Me: I summoned up every shred of patience and civility I had left in my to tell this woman that "I know she went in for hip surgery, it was DOCUMENTED she went through alcoholic withdrawals, all I am asking for is someone to tell her what happened."

UBSW: " "so, basically, you want us to tell your mother she is an alcoholic."

Me:  "YES, please!  She is oriented to time and place, she is wondering why she is still here, and we want a medical professional to tell her.  She won't believe it if it comes from me or my sisters."

UBSW:  "you keep saying that's why she's here, but it's not, your NOT a doctor!"

Me:  voice now high pitched, my head spinning, and now yelling "I KNOW I AM NOT A DOCTOR, AND CLEARLY YOU AREN'T EITHER.  WHAT I HAVE ASKED, ALL THAT I HAVE BEEN ASKING IS THAT SOMEONE TELL HER WHY SHE IS STILL IN THIS HOSPITAL."

UBSW:  "You know, you don't even know that she is still here because of..."

Me:  "Seriously?  Are you still arguing with me about why she is still here?  You are supposed to be a social worker.."

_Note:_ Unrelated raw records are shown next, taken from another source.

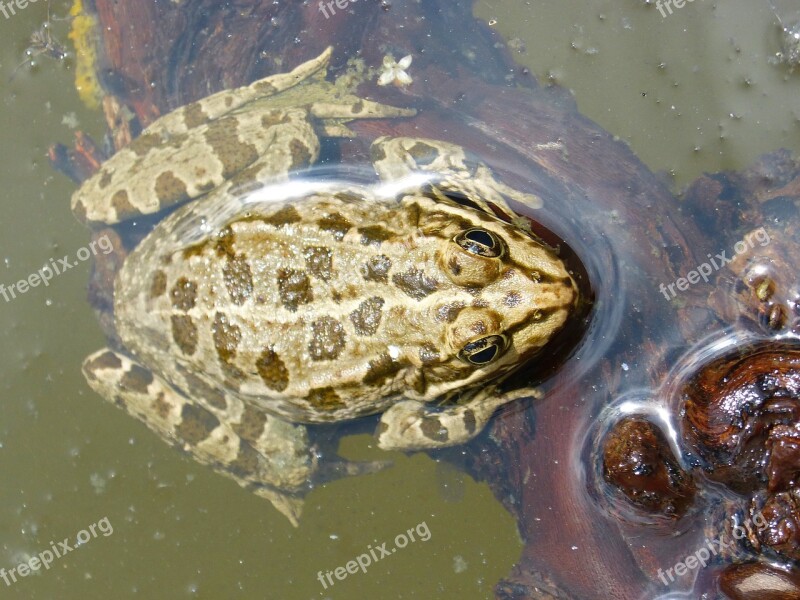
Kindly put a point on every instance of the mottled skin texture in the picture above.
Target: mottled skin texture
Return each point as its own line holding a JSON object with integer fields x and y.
{"x": 246, "y": 313}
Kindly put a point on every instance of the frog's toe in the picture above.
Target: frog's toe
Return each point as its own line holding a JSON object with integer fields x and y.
{"x": 274, "y": 460}
{"x": 340, "y": 467}
{"x": 412, "y": 425}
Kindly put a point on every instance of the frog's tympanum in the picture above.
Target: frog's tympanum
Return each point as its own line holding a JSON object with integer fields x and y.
{"x": 242, "y": 321}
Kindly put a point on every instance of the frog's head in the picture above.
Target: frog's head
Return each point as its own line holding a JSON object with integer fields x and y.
{"x": 514, "y": 294}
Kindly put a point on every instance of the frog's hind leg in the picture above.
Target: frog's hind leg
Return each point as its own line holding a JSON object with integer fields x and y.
{"x": 452, "y": 170}
{"x": 258, "y": 451}
{"x": 413, "y": 425}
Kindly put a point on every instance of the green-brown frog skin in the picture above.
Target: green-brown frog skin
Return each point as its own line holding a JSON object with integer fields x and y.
{"x": 330, "y": 308}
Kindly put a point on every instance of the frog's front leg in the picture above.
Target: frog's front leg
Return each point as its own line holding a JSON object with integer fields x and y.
{"x": 413, "y": 425}
{"x": 452, "y": 171}
{"x": 256, "y": 450}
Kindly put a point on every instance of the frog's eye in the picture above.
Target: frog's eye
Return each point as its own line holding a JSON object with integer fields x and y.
{"x": 484, "y": 350}
{"x": 480, "y": 242}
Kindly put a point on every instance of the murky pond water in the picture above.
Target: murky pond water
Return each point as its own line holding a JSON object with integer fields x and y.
{"x": 691, "y": 91}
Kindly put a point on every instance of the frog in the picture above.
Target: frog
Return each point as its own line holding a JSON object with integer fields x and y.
{"x": 263, "y": 303}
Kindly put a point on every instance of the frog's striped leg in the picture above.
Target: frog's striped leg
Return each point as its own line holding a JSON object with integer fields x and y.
{"x": 413, "y": 425}
{"x": 451, "y": 170}
{"x": 258, "y": 451}
{"x": 221, "y": 103}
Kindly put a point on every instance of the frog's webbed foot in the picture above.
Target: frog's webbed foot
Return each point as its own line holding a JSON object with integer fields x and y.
{"x": 397, "y": 157}
{"x": 413, "y": 425}
{"x": 260, "y": 452}
{"x": 340, "y": 468}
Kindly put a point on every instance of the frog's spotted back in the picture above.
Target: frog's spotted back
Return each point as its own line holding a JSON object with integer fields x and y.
{"x": 241, "y": 321}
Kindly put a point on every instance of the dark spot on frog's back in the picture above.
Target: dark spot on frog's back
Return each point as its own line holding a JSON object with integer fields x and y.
{"x": 454, "y": 266}
{"x": 319, "y": 261}
{"x": 512, "y": 299}
{"x": 226, "y": 336}
{"x": 301, "y": 155}
{"x": 161, "y": 407}
{"x": 197, "y": 387}
{"x": 380, "y": 369}
{"x": 184, "y": 332}
{"x": 136, "y": 379}
{"x": 336, "y": 224}
{"x": 251, "y": 424}
{"x": 374, "y": 235}
{"x": 447, "y": 313}
{"x": 275, "y": 117}
{"x": 327, "y": 339}
{"x": 469, "y": 421}
{"x": 415, "y": 283}
{"x": 107, "y": 360}
{"x": 367, "y": 317}
{"x": 144, "y": 143}
{"x": 235, "y": 155}
{"x": 265, "y": 88}
{"x": 238, "y": 279}
{"x": 325, "y": 399}
{"x": 246, "y": 462}
{"x": 105, "y": 179}
{"x": 423, "y": 153}
{"x": 432, "y": 429}
{"x": 183, "y": 294}
{"x": 283, "y": 216}
{"x": 159, "y": 284}
{"x": 294, "y": 288}
{"x": 194, "y": 115}
{"x": 377, "y": 268}
{"x": 272, "y": 370}
{"x": 197, "y": 423}
{"x": 428, "y": 354}
{"x": 170, "y": 189}
{"x": 122, "y": 204}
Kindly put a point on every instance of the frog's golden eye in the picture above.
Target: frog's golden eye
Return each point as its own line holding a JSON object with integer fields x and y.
{"x": 484, "y": 350}
{"x": 481, "y": 242}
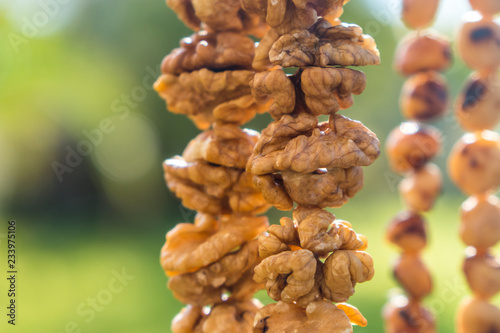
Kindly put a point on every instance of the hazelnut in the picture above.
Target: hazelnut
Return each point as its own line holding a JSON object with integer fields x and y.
{"x": 478, "y": 106}
{"x": 479, "y": 42}
{"x": 410, "y": 146}
{"x": 474, "y": 162}
{"x": 424, "y": 96}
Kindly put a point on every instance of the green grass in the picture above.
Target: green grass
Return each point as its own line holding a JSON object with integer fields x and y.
{"x": 60, "y": 272}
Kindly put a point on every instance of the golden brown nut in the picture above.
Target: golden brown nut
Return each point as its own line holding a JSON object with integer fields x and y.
{"x": 327, "y": 90}
{"x": 486, "y": 7}
{"x": 198, "y": 94}
{"x": 218, "y": 15}
{"x": 421, "y": 187}
{"x": 483, "y": 275}
{"x": 480, "y": 225}
{"x": 420, "y": 53}
{"x": 215, "y": 51}
{"x": 418, "y": 14}
{"x": 277, "y": 86}
{"x": 319, "y": 316}
{"x": 342, "y": 270}
{"x": 477, "y": 316}
{"x": 477, "y": 106}
{"x": 323, "y": 188}
{"x": 343, "y": 143}
{"x": 410, "y": 146}
{"x": 320, "y": 234}
{"x": 287, "y": 15}
{"x": 474, "y": 162}
{"x": 325, "y": 45}
{"x": 408, "y": 318}
{"x": 213, "y": 189}
{"x": 408, "y": 230}
{"x": 413, "y": 276}
{"x": 226, "y": 145}
{"x": 227, "y": 316}
{"x": 479, "y": 42}
{"x": 287, "y": 275}
{"x": 192, "y": 246}
{"x": 278, "y": 238}
{"x": 207, "y": 285}
{"x": 273, "y": 191}
{"x": 424, "y": 96}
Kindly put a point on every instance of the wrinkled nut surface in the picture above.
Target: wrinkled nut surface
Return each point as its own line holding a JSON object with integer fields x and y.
{"x": 273, "y": 191}
{"x": 319, "y": 233}
{"x": 287, "y": 15}
{"x": 218, "y": 15}
{"x": 411, "y": 145}
{"x": 277, "y": 86}
{"x": 477, "y": 106}
{"x": 483, "y": 275}
{"x": 228, "y": 316}
{"x": 342, "y": 271}
{"x": 413, "y": 276}
{"x": 477, "y": 316}
{"x": 418, "y": 14}
{"x": 226, "y": 145}
{"x": 474, "y": 162}
{"x": 207, "y": 285}
{"x": 408, "y": 230}
{"x": 287, "y": 275}
{"x": 480, "y": 226}
{"x": 214, "y": 51}
{"x": 199, "y": 94}
{"x": 325, "y": 45}
{"x": 290, "y": 144}
{"x": 486, "y": 7}
{"x": 319, "y": 316}
{"x": 327, "y": 90}
{"x": 192, "y": 246}
{"x": 424, "y": 96}
{"x": 213, "y": 189}
{"x": 421, "y": 187}
{"x": 479, "y": 42}
{"x": 323, "y": 188}
{"x": 420, "y": 53}
{"x": 410, "y": 318}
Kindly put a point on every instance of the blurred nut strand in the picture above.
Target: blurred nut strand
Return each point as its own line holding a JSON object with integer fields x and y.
{"x": 474, "y": 165}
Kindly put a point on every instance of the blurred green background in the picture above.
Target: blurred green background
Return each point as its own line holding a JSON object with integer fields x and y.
{"x": 71, "y": 69}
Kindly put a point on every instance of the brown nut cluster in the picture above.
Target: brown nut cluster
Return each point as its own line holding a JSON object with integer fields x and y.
{"x": 411, "y": 145}
{"x": 211, "y": 263}
{"x": 474, "y": 165}
{"x": 291, "y": 269}
{"x": 476, "y": 108}
{"x": 320, "y": 316}
{"x": 477, "y": 215}
{"x": 410, "y": 149}
{"x": 424, "y": 96}
{"x": 477, "y": 316}
{"x": 217, "y": 15}
{"x": 417, "y": 14}
{"x": 228, "y": 316}
{"x": 206, "y": 96}
{"x": 479, "y": 42}
{"x": 422, "y": 52}
{"x": 408, "y": 318}
{"x": 474, "y": 162}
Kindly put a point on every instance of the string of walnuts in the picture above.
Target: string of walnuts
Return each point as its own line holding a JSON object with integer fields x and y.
{"x": 474, "y": 166}
{"x": 312, "y": 260}
{"x": 410, "y": 147}
{"x": 229, "y": 176}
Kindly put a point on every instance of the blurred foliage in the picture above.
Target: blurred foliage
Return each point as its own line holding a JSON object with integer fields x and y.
{"x": 90, "y": 66}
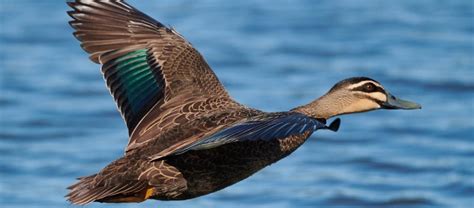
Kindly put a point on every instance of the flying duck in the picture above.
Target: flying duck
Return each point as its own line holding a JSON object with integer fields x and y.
{"x": 187, "y": 136}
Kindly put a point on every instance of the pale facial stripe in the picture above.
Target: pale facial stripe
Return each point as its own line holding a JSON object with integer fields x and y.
{"x": 356, "y": 85}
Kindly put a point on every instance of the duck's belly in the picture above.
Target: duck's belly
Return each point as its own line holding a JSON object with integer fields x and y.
{"x": 207, "y": 171}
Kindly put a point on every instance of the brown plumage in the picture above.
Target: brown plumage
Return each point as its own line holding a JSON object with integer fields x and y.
{"x": 187, "y": 137}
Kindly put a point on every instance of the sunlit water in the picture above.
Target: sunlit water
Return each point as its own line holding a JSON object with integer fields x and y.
{"x": 58, "y": 121}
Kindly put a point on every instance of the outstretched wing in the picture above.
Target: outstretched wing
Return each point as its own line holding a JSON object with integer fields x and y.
{"x": 266, "y": 128}
{"x": 145, "y": 64}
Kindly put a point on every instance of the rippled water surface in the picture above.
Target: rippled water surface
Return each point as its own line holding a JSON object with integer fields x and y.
{"x": 58, "y": 121}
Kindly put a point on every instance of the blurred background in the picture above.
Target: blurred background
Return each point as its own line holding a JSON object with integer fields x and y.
{"x": 58, "y": 121}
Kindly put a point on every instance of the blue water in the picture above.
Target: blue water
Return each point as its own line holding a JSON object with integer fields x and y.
{"x": 58, "y": 121}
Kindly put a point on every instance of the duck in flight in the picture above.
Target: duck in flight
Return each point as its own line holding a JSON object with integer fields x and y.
{"x": 187, "y": 136}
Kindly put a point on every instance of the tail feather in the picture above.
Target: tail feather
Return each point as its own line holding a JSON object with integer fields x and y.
{"x": 86, "y": 190}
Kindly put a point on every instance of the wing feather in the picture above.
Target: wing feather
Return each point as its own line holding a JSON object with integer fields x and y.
{"x": 146, "y": 65}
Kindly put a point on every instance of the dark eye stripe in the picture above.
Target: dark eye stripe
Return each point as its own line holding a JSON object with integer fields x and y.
{"x": 363, "y": 89}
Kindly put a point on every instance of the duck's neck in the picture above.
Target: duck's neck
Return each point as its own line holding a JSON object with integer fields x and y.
{"x": 325, "y": 107}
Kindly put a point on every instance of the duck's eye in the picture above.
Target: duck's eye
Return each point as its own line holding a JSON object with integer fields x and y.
{"x": 369, "y": 87}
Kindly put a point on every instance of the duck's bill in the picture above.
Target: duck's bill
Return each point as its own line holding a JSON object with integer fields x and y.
{"x": 397, "y": 103}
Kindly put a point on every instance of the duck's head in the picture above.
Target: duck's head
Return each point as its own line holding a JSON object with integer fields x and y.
{"x": 354, "y": 95}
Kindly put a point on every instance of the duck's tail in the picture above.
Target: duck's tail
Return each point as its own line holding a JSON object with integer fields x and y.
{"x": 110, "y": 185}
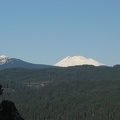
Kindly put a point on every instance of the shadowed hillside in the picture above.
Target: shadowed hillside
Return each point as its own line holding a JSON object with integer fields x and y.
{"x": 73, "y": 93}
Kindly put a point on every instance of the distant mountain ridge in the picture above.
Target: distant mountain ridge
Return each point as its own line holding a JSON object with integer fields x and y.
{"x": 7, "y": 62}
{"x": 77, "y": 60}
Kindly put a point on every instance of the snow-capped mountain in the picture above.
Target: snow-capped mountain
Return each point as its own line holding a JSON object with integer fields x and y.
{"x": 7, "y": 62}
{"x": 77, "y": 60}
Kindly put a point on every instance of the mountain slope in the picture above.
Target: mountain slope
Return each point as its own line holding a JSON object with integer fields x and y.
{"x": 77, "y": 60}
{"x": 6, "y": 62}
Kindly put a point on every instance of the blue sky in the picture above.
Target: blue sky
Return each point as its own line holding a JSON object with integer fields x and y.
{"x": 46, "y": 31}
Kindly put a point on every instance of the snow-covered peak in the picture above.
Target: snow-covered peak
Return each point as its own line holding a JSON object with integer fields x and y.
{"x": 3, "y": 59}
{"x": 77, "y": 60}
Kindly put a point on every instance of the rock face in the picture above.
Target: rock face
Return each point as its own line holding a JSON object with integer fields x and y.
{"x": 8, "y": 111}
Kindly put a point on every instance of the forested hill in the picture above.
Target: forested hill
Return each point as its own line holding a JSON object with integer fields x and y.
{"x": 72, "y": 93}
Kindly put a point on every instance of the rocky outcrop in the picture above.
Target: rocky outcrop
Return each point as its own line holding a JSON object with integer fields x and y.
{"x": 8, "y": 111}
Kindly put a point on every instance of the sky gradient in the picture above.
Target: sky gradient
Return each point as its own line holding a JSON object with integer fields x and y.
{"x": 46, "y": 31}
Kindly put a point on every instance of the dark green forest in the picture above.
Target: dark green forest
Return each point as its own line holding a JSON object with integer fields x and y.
{"x": 72, "y": 93}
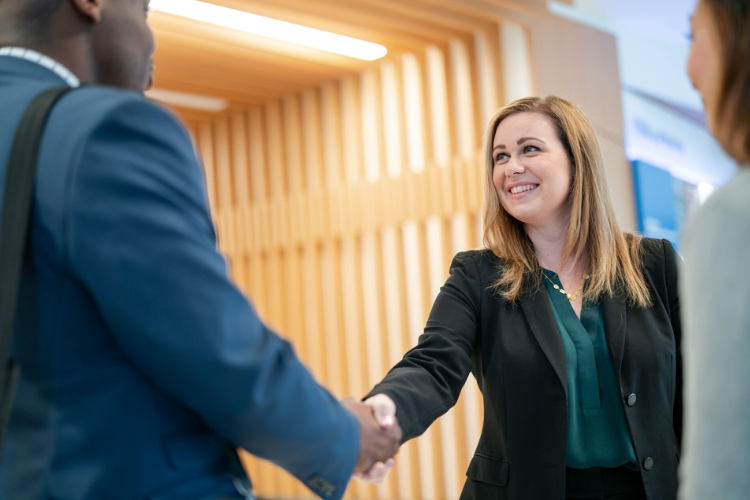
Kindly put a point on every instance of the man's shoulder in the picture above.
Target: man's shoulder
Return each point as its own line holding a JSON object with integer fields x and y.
{"x": 90, "y": 106}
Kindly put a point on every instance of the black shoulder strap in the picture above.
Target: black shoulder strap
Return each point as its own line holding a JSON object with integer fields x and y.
{"x": 14, "y": 228}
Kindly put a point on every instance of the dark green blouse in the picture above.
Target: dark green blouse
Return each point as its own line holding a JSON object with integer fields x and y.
{"x": 598, "y": 434}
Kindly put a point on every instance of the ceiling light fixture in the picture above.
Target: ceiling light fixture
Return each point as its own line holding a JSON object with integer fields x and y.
{"x": 185, "y": 100}
{"x": 271, "y": 28}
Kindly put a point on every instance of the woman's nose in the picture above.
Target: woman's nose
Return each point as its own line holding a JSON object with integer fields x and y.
{"x": 513, "y": 167}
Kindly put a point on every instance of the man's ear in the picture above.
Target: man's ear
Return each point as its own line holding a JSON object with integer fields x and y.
{"x": 91, "y": 9}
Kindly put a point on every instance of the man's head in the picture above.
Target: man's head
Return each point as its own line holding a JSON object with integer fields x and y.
{"x": 105, "y": 42}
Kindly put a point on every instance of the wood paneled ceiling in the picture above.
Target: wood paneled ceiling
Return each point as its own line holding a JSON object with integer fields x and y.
{"x": 207, "y": 60}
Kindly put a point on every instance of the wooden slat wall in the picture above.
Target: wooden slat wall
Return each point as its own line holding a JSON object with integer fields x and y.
{"x": 340, "y": 208}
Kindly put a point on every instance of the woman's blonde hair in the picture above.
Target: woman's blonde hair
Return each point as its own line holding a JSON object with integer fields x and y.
{"x": 613, "y": 258}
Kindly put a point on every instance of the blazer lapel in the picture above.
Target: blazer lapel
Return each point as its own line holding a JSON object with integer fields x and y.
{"x": 613, "y": 309}
{"x": 538, "y": 312}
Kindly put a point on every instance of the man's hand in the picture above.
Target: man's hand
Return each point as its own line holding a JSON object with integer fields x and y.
{"x": 377, "y": 444}
{"x": 385, "y": 413}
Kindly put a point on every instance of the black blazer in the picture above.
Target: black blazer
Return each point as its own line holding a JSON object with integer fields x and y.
{"x": 516, "y": 355}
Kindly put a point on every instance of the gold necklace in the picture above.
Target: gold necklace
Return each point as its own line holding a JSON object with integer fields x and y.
{"x": 562, "y": 291}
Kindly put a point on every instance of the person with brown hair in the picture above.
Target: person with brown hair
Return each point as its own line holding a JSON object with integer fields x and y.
{"x": 716, "y": 282}
{"x": 570, "y": 326}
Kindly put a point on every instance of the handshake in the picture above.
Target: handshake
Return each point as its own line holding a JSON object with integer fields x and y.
{"x": 380, "y": 436}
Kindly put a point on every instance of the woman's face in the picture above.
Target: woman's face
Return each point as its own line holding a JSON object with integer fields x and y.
{"x": 532, "y": 173}
{"x": 704, "y": 64}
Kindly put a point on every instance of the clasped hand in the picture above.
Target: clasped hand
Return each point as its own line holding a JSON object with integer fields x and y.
{"x": 380, "y": 436}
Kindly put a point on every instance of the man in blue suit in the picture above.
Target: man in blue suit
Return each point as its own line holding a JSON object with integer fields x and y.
{"x": 142, "y": 365}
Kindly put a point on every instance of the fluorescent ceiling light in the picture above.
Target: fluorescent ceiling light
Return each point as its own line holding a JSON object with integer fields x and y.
{"x": 184, "y": 100}
{"x": 271, "y": 28}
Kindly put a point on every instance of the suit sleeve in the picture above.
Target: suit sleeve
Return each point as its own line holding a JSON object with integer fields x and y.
{"x": 671, "y": 275}
{"x": 426, "y": 383}
{"x": 140, "y": 239}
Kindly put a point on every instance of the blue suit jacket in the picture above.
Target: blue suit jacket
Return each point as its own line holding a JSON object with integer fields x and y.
{"x": 142, "y": 365}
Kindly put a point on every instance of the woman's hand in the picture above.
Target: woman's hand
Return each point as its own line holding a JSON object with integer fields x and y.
{"x": 385, "y": 413}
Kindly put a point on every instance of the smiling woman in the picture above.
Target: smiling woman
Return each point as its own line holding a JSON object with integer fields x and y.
{"x": 548, "y": 145}
{"x": 570, "y": 326}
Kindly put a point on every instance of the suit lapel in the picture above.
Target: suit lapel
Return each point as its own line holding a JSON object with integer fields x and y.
{"x": 538, "y": 312}
{"x": 613, "y": 309}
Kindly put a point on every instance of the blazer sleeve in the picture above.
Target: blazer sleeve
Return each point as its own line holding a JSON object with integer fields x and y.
{"x": 426, "y": 383}
{"x": 671, "y": 276}
{"x": 140, "y": 239}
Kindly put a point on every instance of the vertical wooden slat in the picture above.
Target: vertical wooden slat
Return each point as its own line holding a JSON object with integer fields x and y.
{"x": 463, "y": 99}
{"x": 440, "y": 117}
{"x": 515, "y": 54}
{"x": 414, "y": 98}
{"x": 207, "y": 151}
{"x": 487, "y": 58}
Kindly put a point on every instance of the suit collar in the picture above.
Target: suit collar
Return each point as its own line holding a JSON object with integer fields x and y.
{"x": 538, "y": 312}
{"x": 21, "y": 69}
{"x": 614, "y": 312}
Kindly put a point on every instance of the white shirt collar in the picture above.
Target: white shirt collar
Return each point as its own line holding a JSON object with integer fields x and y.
{"x": 44, "y": 61}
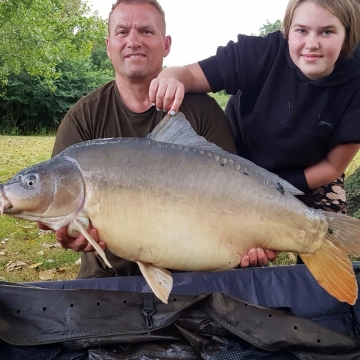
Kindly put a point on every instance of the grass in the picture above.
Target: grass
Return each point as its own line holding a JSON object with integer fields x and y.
{"x": 29, "y": 255}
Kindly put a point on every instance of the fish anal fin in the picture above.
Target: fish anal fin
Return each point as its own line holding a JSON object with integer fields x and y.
{"x": 158, "y": 278}
{"x": 333, "y": 270}
{"x": 82, "y": 229}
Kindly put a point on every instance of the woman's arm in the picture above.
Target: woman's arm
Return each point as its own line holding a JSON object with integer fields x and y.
{"x": 332, "y": 166}
{"x": 167, "y": 90}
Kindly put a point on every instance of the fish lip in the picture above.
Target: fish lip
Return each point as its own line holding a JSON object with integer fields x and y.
{"x": 5, "y": 204}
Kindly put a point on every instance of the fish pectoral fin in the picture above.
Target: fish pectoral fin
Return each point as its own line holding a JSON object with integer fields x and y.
{"x": 158, "y": 278}
{"x": 333, "y": 270}
{"x": 82, "y": 229}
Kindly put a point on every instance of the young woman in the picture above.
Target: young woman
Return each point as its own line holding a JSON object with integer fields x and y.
{"x": 299, "y": 109}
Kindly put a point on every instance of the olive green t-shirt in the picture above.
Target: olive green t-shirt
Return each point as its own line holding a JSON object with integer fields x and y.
{"x": 102, "y": 114}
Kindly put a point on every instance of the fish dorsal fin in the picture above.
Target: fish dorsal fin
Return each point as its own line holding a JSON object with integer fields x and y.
{"x": 177, "y": 130}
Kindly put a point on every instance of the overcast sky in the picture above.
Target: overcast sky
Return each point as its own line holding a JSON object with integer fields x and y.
{"x": 197, "y": 27}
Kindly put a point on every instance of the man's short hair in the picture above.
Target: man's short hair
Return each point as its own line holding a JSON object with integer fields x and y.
{"x": 153, "y": 3}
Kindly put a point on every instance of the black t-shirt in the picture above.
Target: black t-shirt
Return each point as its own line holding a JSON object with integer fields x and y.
{"x": 286, "y": 122}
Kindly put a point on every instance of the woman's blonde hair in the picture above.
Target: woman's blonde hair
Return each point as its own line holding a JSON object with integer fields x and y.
{"x": 347, "y": 11}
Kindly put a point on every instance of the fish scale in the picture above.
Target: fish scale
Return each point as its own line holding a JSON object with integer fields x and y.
{"x": 175, "y": 201}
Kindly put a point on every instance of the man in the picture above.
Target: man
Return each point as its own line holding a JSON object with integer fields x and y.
{"x": 136, "y": 45}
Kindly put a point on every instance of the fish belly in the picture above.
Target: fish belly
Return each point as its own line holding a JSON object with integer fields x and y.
{"x": 189, "y": 210}
{"x": 185, "y": 235}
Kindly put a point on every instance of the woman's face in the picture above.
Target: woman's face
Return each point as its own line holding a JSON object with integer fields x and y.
{"x": 316, "y": 38}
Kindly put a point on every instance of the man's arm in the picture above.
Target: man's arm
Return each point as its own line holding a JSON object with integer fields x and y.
{"x": 332, "y": 166}
{"x": 168, "y": 89}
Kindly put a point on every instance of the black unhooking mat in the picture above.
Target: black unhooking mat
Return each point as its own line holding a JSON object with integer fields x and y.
{"x": 273, "y": 313}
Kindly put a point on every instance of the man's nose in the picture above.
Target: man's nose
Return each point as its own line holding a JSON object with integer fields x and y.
{"x": 134, "y": 40}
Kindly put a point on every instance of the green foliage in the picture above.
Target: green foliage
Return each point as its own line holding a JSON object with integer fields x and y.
{"x": 221, "y": 97}
{"x": 352, "y": 188}
{"x": 29, "y": 106}
{"x": 38, "y": 35}
{"x": 60, "y": 57}
{"x": 270, "y": 27}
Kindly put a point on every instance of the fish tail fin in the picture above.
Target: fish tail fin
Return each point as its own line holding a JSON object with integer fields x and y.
{"x": 330, "y": 265}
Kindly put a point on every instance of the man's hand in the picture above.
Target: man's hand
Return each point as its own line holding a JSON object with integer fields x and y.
{"x": 76, "y": 244}
{"x": 166, "y": 94}
{"x": 258, "y": 257}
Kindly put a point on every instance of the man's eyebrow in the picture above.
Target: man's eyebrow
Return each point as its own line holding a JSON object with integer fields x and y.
{"x": 321, "y": 27}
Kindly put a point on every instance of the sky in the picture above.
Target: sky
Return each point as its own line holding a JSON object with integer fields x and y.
{"x": 198, "y": 27}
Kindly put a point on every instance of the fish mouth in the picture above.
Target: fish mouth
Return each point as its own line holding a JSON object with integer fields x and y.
{"x": 5, "y": 204}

UBSW:  "I have another call, you'll just have to...can you hold?!"

Me:  : I am done."

I have never in my life been so pissed.  Or felt so helpless.  Days later and I am still shaking, pulse racing, just thinking about it.  Thankfully one of my sisters showed up, who is coincidentally, a social worker.  She calmed me down.  We ate some dinner, we then bit the bullet and went to talk to our mother.  Mom was happy to see us, especially since sister brought her some food.  We chit chatted, sister took a phone call.  Mom asks me to hand her a packet of papers that were on a chair next to me.  I saw the heading, something about alcohol.  I play it cool and hand it over to her.  She tells me some bitch social worker came by and left her some "reading materials".  I probe, a little.  Seems the SW finally did her job, but not a very good one.  Gave mom the run down on her behavior.  She was bewildered, amused, and seemed to be mulling it over.  I didn't push, but told her she scared the ever-living shit out of me and my sisters, and her 10 year old granddaughter who happened to witness four people having to hold her down and restrain her.  Ever the clever woman, she then said "well, if it was really withdrawals, then why didn't this happen in February after the mastectomy?!?" she was smiling childishly, reveling in the feeling that she had me beat.  "Uh, it did.  You just brow beat me into giving you more pain meds.  I told all your nurses and doctors then, and they brushed me off."  Since I was home with her then, it was basically just me witnessing it all.

So, that night, Wednesday of last, Mom was finally told why she was still in the hospital.  And it only almost gave me a stroke and made my head explode.  Cat was out of the bag, and some stress was lifted. Little did I know the fun had only just begun.